There is no denying the fact that Cloud is everywhere. Starting from small scale startups to enterprises, companies have ripped the benefit of cloud with focus on solving the business problem rather than worrying about the infrastructure along with significant cost control. Based on a survey one of the prime reasons to migrate over to cloud by the companies was to transition from CapEx to an OpEx model and aim at being more agile and operation oriented.
With the general hype around in the IT industry about migrating over the advantages of cloud computing, if not thought through and executed correctly you might end up into troubles. In this blog i will try to explain some of the points one might consider while migrating to cloud.
In my blog i will refer to AWS as my primary cloud provider but this holds true for rest of them.
Even though cloud providers like Amazon, Google, Microsoft are following the industry standard security practices and certifications, one must be careful in understanding the shared responsibility of a cloud systems. Cloud providers are primarily responsible for the security of its core services and infrastructure. This is sometimes called as “Security of the cloud”. But the security of its data and the access and role management (IAM) is a responsibility that individual customers need to setup properly (refer as “Security in the cloud”).
One of the prime example of this was the data breach of over 100 million user information of Capital One Bank in 2019 by its own employee. The data was stored in an unencrypted format which quite possibly lead to this incident. Turing on encryption on your data-store could have helped in this case.
Now having said this, the onus is on the customer and its design team to setup the right data security & encryption (client-side encryption) for the services its using. Cloud providers will be responsible for the incorrect setup of the cloud infrastructure.
One of the security design principle to follow is to provide access to users with the least privilege. This would mean one should have minimal access to the cloud services for which you are working on. Using the right access policies is the key for secured applications especially in a big enterprise systems where sometimes it gets tough to manage user access to services.
One incident was published as “Murder in the cloud” (2014) for a code repository company called Code Spaces. The hacker managed to gain access to the EC2 console by physically gaining access (DDos attack) to the aws control panel. The hacker demanded ransom, failing which he started deleting all of its data, AMIs, EBS Snapshots; eventually leading to shutdown of the company.
So even though cloud providers claim to be most secure, customers using the services are the ones really need to think it through the best practices of the cloud security.

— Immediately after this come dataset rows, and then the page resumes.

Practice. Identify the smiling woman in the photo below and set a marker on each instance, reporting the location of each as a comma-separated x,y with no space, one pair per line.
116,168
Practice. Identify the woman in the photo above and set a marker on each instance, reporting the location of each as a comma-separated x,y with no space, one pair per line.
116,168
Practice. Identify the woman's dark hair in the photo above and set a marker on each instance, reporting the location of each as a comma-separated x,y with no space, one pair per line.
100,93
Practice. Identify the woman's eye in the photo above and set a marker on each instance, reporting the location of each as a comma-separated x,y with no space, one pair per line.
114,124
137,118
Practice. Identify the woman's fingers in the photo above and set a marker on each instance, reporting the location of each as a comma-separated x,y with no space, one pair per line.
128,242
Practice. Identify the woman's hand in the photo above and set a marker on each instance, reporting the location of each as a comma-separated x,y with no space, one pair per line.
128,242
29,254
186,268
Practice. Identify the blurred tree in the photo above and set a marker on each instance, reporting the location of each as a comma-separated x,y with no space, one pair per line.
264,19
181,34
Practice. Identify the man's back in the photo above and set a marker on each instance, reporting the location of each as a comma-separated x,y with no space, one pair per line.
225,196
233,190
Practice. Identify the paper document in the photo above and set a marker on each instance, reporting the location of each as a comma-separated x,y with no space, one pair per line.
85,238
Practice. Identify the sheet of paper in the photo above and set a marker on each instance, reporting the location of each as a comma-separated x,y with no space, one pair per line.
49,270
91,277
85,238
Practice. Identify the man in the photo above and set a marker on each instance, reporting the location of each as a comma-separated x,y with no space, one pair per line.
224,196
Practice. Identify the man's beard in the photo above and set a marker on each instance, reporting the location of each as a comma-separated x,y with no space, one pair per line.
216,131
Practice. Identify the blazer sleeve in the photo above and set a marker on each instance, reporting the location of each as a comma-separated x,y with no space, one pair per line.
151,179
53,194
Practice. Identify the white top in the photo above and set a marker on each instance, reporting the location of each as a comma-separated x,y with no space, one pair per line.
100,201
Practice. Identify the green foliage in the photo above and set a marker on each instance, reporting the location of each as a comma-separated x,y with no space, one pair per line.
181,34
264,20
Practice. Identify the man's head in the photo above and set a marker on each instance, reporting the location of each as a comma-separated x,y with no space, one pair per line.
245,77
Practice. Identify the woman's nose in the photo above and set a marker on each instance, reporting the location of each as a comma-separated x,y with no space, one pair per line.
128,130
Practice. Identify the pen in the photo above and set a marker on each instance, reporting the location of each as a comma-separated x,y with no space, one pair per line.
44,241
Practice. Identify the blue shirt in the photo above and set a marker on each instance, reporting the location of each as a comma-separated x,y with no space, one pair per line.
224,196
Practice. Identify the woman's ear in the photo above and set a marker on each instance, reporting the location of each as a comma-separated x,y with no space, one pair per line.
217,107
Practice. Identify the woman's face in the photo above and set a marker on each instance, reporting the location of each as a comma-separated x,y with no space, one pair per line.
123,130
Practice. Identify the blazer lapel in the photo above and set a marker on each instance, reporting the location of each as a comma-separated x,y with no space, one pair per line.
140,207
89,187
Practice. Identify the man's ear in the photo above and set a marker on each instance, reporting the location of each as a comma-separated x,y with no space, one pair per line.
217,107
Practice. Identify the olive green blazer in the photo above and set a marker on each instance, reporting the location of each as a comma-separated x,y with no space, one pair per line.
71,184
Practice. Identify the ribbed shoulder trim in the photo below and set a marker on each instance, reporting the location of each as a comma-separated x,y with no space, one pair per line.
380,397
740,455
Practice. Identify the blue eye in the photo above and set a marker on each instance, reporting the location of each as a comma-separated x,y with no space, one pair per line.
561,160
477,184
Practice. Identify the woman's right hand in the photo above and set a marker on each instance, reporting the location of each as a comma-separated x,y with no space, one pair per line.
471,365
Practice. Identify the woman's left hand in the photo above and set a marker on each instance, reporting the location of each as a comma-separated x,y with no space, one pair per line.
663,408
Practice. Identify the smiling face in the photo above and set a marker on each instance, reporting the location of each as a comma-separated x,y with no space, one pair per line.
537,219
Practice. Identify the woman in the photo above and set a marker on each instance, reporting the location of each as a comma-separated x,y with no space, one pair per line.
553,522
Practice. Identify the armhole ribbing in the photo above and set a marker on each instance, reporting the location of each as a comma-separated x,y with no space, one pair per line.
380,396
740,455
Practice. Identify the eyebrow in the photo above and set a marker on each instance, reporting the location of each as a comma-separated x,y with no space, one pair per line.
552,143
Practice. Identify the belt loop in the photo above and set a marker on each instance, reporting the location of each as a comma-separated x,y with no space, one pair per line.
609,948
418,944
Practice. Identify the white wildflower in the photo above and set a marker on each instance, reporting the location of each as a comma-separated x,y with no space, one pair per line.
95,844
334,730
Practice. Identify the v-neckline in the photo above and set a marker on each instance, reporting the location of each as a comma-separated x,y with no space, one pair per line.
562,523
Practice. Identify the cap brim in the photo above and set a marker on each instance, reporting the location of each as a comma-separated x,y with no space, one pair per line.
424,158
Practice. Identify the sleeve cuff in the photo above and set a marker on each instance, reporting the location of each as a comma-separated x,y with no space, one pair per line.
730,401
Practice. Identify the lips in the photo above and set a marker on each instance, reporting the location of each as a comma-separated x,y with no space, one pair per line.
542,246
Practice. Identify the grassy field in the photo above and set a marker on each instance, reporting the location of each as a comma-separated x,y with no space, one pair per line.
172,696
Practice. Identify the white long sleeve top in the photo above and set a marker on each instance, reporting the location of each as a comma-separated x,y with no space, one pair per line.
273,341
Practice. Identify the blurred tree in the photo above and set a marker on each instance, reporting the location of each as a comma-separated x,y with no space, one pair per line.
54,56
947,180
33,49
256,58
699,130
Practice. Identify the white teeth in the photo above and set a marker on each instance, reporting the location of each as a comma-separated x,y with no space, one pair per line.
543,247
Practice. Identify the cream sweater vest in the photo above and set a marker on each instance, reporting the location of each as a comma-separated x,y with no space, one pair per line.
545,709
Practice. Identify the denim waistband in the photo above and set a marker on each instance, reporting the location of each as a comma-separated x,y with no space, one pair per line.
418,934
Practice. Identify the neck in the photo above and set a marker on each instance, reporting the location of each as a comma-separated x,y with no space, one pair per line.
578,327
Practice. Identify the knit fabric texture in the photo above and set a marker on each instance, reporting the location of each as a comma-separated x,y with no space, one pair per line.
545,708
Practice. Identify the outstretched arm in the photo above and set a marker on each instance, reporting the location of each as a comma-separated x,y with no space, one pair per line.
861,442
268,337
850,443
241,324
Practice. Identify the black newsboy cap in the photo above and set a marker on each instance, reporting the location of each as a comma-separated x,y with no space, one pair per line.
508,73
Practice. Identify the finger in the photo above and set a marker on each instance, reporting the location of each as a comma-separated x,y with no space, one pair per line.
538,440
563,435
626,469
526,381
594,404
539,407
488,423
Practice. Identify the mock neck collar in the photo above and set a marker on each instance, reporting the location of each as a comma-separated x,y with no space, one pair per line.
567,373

One must be careful of its responsibility in the cloud as a customer.
“Cloud is not for cost saving. It is for cost control.”
IT overall cost is something we are looking to control when we migrate over to cloud. This is true because we follow “pay-as-you-go” in cloud. We pay for the services we use and the time it uses. Cost can potentially go beyond control if you are not using the right services.
Provisioning instances up front could be costly. Use of auto-scaling could significantly help in maintaining the cost. But the cost saving could be impacted if you don’t have a system to cool down the scaled up instances.
Cloud also provides with serverless computing which the customers could leverage instead of using an expensive EC2 instances. Serverless services like AWS lambda auto scales on the AWS provided infrastructure with minimal cost per request than a normal EC2 instance.
Make use of Reserved instances. AWS provides you to book instances on a fixed contract for a cost significantly lower than an on-demand instances. Though the use of reserved instances are very specific to customers requirement, one could easily leverage this.
No system is perfect. Systems are meant to fail.
Service failures can happen for any internet bound systems. You could potentially loose millions of dollars if your systems are not properly setup. The chances of such failure happening in an on-premise system is low as most of the maintenance is in-house.
As per the SLA documents, cloud systems provides you with 99.9% of high availability. So if you read carefully that would mean there is a 0.1% chance of your service going down. For a service to run for 8 hrs, a 0.1% downtime would mean you are out for approx. 48 minutes in a day. If you are having a highly critical application, 48 minutes could mean a potential million dollar loss.
Having an highly available system should be the primarily design principle in such situations. It is always advised to span your data or instances across multiple AZ (availability zones) or even span across regions. This would reduce the risk of your systems getting down and preventing potential service downtimes.
If you are planning for using the on-premise datacenters, leveraging direct connectivity to the cloud is highly recommended. This would reduce the risk of exposing the services to the internet. Services likes AWS Direct Connect could help you in such situations.
Concluding on the idea of security, cost control and high availability, it is essential for a cloud customer to understand the pros and cons first before deciding on a cloud based solution. It could possibly turn out that you may benefit more from on-premise than on cloud.